Friday, 15 January 2016

They're Back

This seems to be a Cassowary Day.
We had a visit from Junior Cassowary and then after several months' absence, we had Mr Cassowary and his chick of the year showed up only briefly.


I only had the chance to take a photo with my phone and then they vapourised just as quickly as they appeared.

"Spud" Deflated

After a week in the limelight, Spud the Titan Arum has done his (her?) thing.
We all feel this way from time to time!

Monday, 11 January 2016

A Couple of Biteys

In the past few days Kuranda residents have been well aware of mosquitoes. We like to think of our patch of the land as being largely mosquito-free.

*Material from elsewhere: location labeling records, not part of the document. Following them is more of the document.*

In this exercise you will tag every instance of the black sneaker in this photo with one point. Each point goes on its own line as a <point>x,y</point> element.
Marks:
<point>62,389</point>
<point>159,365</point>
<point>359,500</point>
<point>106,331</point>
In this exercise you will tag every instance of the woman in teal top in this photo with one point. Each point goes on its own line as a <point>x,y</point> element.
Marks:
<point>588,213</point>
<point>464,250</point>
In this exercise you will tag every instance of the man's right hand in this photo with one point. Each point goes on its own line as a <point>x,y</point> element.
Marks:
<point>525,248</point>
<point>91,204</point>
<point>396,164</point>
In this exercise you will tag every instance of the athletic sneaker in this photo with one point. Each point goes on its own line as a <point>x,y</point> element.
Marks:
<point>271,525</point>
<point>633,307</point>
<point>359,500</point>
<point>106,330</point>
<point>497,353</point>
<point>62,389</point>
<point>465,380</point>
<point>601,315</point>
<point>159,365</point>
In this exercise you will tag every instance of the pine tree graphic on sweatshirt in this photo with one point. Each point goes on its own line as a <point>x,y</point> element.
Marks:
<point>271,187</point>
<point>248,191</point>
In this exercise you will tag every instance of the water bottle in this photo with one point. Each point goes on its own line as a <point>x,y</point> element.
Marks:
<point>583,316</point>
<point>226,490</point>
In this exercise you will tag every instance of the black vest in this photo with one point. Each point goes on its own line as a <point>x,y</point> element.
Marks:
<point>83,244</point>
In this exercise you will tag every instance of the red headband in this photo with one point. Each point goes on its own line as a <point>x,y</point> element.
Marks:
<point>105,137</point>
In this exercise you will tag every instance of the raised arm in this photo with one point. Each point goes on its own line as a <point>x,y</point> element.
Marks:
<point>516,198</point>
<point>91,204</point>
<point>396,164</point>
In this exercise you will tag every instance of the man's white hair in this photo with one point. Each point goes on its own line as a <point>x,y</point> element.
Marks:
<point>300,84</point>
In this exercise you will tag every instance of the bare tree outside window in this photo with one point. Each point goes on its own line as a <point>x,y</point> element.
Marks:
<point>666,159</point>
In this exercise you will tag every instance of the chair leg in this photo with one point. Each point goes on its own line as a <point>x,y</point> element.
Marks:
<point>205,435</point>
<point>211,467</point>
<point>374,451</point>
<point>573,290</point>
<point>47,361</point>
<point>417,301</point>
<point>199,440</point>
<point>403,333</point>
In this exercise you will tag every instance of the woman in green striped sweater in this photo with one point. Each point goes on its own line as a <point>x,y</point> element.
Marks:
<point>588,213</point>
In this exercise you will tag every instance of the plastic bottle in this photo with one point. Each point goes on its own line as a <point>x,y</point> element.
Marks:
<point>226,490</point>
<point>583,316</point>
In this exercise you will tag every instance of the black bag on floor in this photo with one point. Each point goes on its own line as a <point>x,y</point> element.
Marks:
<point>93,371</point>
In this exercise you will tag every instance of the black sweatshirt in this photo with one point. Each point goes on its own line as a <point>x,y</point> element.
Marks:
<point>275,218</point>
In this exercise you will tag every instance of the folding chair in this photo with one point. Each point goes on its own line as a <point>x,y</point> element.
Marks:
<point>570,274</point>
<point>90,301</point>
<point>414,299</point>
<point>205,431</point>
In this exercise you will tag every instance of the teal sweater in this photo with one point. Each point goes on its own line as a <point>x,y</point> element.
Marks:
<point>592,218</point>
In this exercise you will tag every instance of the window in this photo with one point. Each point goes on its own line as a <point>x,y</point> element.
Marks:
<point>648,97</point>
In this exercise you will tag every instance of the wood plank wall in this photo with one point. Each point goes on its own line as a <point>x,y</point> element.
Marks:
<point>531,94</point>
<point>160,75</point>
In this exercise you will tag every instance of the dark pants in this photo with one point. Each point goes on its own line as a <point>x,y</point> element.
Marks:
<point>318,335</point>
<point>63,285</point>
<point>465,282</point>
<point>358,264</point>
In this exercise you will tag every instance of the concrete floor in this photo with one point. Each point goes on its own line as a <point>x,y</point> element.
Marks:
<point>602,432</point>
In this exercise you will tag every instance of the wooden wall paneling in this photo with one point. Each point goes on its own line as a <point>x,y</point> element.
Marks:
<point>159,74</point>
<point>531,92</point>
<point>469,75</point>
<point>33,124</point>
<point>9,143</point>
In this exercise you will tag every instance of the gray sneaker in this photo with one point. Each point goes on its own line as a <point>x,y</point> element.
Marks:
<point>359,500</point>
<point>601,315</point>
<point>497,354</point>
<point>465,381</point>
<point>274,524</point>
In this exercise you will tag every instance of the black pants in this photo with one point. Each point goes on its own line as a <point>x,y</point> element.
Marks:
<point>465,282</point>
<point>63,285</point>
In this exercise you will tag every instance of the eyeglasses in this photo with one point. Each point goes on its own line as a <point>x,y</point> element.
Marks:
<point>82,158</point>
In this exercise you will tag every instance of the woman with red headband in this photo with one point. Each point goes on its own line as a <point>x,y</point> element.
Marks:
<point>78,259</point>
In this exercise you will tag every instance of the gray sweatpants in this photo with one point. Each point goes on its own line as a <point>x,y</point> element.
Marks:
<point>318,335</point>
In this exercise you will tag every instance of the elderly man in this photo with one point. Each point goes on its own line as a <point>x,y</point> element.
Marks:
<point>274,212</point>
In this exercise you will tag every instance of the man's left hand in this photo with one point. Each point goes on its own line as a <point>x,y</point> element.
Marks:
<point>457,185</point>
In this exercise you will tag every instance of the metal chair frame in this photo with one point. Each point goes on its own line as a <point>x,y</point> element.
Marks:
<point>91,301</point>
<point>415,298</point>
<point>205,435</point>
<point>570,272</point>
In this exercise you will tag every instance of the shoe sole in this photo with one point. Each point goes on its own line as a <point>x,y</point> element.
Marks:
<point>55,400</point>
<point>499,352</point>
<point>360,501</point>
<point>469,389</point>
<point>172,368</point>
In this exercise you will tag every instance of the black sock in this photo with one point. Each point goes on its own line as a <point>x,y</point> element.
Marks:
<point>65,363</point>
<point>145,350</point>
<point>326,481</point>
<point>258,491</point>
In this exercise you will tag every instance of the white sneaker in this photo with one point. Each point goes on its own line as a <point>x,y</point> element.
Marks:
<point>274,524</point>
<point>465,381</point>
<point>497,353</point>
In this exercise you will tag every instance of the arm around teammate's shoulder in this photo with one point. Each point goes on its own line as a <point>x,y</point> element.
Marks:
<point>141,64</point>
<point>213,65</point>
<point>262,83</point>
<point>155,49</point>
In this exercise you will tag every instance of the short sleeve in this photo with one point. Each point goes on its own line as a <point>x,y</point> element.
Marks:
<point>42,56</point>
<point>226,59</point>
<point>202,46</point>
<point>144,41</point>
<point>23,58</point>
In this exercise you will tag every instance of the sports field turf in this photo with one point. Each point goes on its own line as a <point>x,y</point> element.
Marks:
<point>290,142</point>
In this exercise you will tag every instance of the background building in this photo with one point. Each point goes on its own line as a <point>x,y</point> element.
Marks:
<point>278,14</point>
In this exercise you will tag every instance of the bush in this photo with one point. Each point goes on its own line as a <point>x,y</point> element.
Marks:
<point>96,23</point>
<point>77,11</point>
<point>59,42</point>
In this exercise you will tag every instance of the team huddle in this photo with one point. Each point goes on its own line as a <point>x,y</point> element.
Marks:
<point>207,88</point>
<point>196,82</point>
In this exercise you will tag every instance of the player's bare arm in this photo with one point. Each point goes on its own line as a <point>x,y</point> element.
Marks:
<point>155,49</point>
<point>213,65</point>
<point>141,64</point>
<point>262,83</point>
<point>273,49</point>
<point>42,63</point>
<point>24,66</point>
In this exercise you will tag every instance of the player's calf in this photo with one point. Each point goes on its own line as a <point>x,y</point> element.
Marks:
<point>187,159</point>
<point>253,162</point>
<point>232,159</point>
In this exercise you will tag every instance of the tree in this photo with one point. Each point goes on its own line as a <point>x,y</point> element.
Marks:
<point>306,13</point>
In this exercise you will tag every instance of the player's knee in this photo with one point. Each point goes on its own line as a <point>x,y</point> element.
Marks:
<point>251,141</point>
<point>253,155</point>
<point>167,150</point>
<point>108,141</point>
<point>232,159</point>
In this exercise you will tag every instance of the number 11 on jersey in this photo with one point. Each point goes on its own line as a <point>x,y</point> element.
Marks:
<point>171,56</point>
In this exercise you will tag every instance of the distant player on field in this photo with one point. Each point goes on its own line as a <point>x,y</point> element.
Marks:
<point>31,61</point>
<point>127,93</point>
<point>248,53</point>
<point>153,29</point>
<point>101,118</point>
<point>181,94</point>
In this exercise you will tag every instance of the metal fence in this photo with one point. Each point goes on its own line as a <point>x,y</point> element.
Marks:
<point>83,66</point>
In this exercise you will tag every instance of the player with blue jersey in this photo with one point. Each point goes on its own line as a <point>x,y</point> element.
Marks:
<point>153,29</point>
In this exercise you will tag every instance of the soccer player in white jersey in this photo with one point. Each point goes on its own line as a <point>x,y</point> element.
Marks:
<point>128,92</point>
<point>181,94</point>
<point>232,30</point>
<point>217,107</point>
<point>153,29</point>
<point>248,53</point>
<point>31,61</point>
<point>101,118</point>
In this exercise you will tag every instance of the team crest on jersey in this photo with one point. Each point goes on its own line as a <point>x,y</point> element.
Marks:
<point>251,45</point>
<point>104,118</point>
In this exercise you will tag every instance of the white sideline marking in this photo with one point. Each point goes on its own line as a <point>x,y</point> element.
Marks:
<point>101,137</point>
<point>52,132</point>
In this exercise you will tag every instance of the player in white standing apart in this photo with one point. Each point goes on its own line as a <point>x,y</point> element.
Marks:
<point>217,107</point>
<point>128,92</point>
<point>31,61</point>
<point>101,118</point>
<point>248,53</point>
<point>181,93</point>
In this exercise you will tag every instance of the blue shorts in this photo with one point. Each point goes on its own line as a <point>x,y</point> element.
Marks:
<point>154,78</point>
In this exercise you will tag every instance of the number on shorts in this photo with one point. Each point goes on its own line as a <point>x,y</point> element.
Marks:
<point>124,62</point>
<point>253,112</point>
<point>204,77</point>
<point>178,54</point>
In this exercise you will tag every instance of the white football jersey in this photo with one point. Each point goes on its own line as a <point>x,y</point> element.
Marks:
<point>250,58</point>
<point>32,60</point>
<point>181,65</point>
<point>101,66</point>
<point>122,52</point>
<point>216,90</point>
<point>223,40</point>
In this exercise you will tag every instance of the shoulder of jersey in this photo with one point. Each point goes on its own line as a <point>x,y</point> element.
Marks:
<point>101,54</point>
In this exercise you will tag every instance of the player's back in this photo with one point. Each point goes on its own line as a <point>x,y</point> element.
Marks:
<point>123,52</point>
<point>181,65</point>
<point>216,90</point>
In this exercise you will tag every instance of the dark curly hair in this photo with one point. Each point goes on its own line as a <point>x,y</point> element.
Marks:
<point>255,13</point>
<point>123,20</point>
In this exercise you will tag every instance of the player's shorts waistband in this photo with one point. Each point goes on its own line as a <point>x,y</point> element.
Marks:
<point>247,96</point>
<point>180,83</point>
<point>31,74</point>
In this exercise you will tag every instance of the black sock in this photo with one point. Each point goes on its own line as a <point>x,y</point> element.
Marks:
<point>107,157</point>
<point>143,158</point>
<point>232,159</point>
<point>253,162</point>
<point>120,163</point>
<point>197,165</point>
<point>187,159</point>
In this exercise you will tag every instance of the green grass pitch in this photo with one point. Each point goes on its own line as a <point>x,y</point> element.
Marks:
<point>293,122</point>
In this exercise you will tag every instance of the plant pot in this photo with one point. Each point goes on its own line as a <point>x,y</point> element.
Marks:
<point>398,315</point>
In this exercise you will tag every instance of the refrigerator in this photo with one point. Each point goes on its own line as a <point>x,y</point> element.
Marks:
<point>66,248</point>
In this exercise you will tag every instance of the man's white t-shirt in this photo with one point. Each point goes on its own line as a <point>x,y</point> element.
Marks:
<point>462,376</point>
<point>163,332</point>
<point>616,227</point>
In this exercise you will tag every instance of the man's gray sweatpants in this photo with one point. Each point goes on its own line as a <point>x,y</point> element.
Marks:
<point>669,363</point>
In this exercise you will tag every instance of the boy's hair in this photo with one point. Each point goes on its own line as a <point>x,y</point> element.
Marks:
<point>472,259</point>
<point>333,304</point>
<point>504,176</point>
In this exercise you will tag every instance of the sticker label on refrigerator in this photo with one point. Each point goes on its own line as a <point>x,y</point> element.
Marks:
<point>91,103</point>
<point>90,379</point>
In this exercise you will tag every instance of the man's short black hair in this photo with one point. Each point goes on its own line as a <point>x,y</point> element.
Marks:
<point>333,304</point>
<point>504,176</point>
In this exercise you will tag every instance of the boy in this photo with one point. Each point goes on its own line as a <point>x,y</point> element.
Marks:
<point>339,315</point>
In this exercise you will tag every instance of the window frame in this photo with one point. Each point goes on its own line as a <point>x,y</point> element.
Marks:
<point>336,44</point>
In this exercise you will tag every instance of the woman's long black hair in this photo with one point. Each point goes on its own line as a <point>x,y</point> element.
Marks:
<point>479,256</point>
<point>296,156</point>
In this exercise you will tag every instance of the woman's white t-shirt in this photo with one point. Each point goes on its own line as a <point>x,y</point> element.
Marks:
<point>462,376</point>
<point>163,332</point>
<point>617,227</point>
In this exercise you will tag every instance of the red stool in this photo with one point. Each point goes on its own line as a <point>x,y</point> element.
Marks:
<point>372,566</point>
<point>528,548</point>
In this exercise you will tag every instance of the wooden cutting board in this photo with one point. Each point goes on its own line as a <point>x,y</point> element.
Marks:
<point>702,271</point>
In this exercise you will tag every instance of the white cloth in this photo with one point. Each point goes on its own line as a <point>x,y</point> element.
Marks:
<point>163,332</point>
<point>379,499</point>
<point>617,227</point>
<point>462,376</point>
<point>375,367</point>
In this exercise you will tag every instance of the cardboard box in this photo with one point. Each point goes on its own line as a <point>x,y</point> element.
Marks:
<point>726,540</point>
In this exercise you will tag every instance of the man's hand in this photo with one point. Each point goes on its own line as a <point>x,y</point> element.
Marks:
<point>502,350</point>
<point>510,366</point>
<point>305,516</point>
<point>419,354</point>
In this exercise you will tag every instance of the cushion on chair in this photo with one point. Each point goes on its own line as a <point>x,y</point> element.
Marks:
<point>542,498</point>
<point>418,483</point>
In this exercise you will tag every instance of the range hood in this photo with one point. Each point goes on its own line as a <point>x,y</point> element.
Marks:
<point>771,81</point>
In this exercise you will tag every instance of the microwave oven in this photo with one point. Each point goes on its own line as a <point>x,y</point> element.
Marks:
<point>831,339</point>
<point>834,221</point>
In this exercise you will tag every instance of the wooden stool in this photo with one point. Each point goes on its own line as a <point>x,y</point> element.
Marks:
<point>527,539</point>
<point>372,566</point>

But in the past few days, we have been attacked almost as soon as we venture outside.
The culprits seem to be everywhere at present. A quick note to my friend Scott and he identified them as, wait for it, Salt Marsh Mosquitoes, Aedes vigilax. But then there are no salt marshes in Kuranda.

The scenario is that the recent rains, after a long dry spell, have filled the salt marshes around Cairns and this has resulted in a super abundance of these flies. Winds coupled with the storms of the past few days have blown them up the range to Kuranda.

The good news is that Scott feels they are here only temporarily and will be gone in a few days time. Salt marshes are in short supply around Kuranda.

Another bitey concerns our "friends" the Brush Turkeys. If you watch them carefully you will see winged, flattened insects darting around on their feathers. They have to be quick because the birds are constantly trying to rid themselves of these pests. And you have to be quick to see them.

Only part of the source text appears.